Judith Butler’s Gender and Identity Trouble in David Mamet’s Glengarry Glen Ross and Oleanna
Abstract
Judith Butler as a rhetoric, comparative, and poststructuralist professor exhibits a far-reaching influence in a number of fields. Butler also is one of the following of ‘Gender Studied’ and her notion of gender as a cultural choice is useful for representing subject-formation and self-construction. Her outstanding books consist of “Gender Trouble” (1990) and “Bodies that Matter” (1993), are argued in drives literary theories such as “feminist theory” and “Gender studies”. Butler’ first book examined the contact of Hegel’s work on twentieth-century French philosophers. The following books drag extensively from psychoanalytic, feminist and poststructuralist theories.

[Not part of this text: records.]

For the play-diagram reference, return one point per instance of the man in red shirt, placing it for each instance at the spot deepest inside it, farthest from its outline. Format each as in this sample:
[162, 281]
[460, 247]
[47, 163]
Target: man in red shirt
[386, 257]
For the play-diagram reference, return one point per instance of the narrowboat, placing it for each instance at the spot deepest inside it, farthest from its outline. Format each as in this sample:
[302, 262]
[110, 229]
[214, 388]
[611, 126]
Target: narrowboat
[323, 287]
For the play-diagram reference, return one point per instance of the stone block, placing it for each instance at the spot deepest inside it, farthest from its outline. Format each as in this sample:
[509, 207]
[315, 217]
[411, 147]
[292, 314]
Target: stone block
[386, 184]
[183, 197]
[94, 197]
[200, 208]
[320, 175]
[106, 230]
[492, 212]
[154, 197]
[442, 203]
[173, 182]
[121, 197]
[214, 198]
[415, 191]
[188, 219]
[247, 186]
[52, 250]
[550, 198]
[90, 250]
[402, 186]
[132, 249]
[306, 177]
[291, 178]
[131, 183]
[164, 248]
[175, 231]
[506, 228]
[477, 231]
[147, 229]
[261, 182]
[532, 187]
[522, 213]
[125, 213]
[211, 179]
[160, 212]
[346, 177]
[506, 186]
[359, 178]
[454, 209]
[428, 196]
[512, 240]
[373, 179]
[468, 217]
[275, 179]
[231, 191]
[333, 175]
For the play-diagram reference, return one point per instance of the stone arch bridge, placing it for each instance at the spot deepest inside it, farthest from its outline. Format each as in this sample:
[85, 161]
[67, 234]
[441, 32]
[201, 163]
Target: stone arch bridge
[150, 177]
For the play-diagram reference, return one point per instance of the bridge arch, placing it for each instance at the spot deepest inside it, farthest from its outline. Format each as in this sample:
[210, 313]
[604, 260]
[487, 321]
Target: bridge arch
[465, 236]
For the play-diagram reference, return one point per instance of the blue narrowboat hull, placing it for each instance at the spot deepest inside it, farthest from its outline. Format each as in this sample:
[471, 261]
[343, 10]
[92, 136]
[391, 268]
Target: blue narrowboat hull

Judith Butler tries to focus on the terms performative acts and gender constitution in order to argue that “gender identity is a performative accomplishment compelled by social sanction and taboo (Butler, 1988, p. 520). She further believes that gender is something that is not a corporeal “social fiction” but is continuously reproducing, changing and moving. In Butler’s view, gender is only an “essential” part of a body’s identity that is presented in the world, so that a body constituted essential core identity through a set of preexisting characteristics that have been imposed on that body. Queer theory is another work of Butler’s notion that is in relation to Michel Foucault's History of Sexuality. By queer theory, Butler has emphasized on Differences that is in terminology and methods are based on performance and Foucault's reliance on formulations such as "power-knowledge" and "the deployment of alliance."
Keywords
Gender, Identity, Difference, Violence, Disidentification, Power.